SANAT
Yaşamın
içinden çıkan bir insan etkinliği olan sanat insanlıkla yaşıttır. Genel olarak
herhangi bir etkinliğin ya da bir işin yapılmasıyla ilgili yöntemlerin,
bilgilerin ve kuralların tümüne birden sanat diyoruz.
Sanatsal
etkinliği bazı düşüncelerin, amaçların, duyguların, durumların ya da olayların,
deneyimlerden yararlanarak, beceri ve düş gücü kullanılarak ifade edilmesine
yönelik yaratıcı bir insan etkinliği olarak da tanımlayabiliriz.
Sanat
insan içindir, yaşamdan gelir ve yaşama yansır.
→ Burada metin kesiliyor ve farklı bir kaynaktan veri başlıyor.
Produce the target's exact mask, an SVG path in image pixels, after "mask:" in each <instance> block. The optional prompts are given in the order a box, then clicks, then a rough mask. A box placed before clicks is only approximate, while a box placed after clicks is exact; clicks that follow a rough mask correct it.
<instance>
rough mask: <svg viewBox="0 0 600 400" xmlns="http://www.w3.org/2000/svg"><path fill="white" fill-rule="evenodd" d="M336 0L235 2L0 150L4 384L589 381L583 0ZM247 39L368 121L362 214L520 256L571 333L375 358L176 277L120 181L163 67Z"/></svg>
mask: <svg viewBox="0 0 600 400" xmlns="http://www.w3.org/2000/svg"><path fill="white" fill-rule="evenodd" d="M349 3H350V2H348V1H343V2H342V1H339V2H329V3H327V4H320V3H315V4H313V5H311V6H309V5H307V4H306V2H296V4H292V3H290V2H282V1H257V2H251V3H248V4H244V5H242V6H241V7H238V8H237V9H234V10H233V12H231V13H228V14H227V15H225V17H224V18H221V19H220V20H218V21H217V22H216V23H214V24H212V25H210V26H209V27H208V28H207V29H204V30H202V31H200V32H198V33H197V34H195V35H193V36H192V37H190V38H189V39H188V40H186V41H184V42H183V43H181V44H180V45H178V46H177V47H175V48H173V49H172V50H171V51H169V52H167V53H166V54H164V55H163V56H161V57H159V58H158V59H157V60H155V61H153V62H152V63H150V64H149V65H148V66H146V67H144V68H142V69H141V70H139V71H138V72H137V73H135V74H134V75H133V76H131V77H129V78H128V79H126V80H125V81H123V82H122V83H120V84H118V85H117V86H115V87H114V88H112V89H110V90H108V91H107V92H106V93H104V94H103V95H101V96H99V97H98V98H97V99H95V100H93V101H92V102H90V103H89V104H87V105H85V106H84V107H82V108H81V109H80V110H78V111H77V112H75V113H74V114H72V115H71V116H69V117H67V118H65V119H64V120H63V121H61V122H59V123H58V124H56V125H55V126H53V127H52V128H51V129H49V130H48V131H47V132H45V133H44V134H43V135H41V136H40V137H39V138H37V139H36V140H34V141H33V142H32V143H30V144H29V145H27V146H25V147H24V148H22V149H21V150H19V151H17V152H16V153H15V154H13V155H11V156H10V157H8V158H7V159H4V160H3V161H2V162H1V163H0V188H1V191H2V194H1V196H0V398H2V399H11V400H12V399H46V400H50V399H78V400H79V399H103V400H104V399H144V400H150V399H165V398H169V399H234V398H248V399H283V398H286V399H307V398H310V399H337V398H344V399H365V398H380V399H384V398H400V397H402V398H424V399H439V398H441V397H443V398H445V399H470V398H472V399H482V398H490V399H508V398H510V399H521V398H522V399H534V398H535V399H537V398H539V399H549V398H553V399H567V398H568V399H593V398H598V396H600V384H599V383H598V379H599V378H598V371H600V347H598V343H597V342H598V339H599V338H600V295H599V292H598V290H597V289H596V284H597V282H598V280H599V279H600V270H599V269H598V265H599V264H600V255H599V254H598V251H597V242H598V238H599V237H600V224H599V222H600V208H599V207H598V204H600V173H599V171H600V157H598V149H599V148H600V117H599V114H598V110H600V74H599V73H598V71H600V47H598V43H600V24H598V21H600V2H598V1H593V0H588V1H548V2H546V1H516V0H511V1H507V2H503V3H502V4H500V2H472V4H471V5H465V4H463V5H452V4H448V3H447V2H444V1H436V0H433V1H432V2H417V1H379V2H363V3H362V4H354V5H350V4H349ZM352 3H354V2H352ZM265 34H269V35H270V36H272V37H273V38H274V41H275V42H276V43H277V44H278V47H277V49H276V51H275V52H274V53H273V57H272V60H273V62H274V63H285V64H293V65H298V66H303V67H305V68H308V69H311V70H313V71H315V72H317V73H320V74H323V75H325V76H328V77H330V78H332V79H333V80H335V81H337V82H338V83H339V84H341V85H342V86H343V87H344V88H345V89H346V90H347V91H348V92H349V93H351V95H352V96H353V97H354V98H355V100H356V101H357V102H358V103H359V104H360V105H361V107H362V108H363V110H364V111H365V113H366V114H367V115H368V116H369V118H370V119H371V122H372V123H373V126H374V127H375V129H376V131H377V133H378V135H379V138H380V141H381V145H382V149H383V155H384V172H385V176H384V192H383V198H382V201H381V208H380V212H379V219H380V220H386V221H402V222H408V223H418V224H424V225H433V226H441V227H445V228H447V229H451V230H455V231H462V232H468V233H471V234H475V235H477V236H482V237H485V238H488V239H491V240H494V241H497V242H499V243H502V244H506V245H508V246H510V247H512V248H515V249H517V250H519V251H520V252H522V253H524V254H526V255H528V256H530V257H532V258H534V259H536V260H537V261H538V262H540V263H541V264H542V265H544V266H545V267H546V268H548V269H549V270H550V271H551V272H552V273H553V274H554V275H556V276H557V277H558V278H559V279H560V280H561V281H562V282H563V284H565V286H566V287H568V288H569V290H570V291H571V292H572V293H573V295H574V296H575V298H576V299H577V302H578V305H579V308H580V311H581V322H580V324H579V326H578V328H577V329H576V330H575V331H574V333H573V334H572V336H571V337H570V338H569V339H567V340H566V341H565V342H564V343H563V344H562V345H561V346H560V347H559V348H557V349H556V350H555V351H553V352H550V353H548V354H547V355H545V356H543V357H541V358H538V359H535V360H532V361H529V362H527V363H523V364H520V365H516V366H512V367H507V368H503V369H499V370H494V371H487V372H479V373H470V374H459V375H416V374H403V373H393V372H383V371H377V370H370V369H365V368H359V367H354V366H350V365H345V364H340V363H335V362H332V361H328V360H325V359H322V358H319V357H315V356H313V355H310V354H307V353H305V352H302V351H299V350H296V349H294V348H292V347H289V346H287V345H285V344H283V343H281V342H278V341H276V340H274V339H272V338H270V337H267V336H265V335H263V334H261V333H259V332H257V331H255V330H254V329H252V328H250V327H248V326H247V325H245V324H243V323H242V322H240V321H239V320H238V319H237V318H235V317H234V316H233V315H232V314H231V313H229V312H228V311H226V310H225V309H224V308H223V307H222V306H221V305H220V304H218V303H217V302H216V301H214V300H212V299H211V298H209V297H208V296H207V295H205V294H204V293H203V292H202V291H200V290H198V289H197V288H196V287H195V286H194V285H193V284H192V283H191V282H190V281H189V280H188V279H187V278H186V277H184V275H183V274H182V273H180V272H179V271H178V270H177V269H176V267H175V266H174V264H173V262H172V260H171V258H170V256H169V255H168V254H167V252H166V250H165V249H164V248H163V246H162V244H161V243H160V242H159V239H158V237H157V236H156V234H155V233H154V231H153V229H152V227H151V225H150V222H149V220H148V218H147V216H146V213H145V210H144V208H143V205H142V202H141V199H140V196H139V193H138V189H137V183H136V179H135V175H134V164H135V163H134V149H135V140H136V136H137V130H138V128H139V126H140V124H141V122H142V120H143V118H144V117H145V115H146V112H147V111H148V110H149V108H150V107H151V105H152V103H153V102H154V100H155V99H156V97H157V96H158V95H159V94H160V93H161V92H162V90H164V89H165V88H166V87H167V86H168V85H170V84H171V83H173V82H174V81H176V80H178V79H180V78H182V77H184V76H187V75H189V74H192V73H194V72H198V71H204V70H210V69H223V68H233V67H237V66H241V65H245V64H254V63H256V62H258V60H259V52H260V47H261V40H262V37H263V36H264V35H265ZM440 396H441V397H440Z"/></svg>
Sanat insanla arasındaki
bağları güçlendirecek, insanları birbirine bağlayacak, onlara ortak bir
geçmişin ve ortak bir geleceğin sorumluları olduklarını duyuracak tek ortamdır.
Sanat
ürünlerinin doğal nesnelerden farkı, sanatın niteliğini de ortaya koyar. Doğal
süreçler sonucunda ortaya çıkan nesneler (kristaller, sarkıt ve dikitler, arı
peteği ya da örümcek ağı, mercanlar gibi oluşumlar) ve doğa manzaraları bir
anlamda güzel sayılsalar da sanat yapıtı olarak kabul görmezler. Bunlara güzel
olarak algılanan canlılar, hayvan ve bitkilerde girer. Çünkü sanatın asıl
özelliği, belirli bir nesne üretmeyi amaçlayan ve bir tasarım ya da kurmaca
sonunda ortaya çıkan bir etkinlik olmasıdır, insanın yaratıcı gücüne bağlı
bulunmasıdır.
Sanat insan düşüncesi, insan amacı, insan deneyimi,
insan duygusu, insan becerisi, insan düş gücü ve kullanımı sayesinde ifade
edilen tasarım ve kurmaca (yaratma becerisi) ürünüdür.
Sanat,
insanın iç dünyasının eseridir ve büyük ölçüde bireyseldir. Ama bütün diğer
insanların iç dünyasına da hitap ettiği için kısa sürede toplumsallaşmaktadır.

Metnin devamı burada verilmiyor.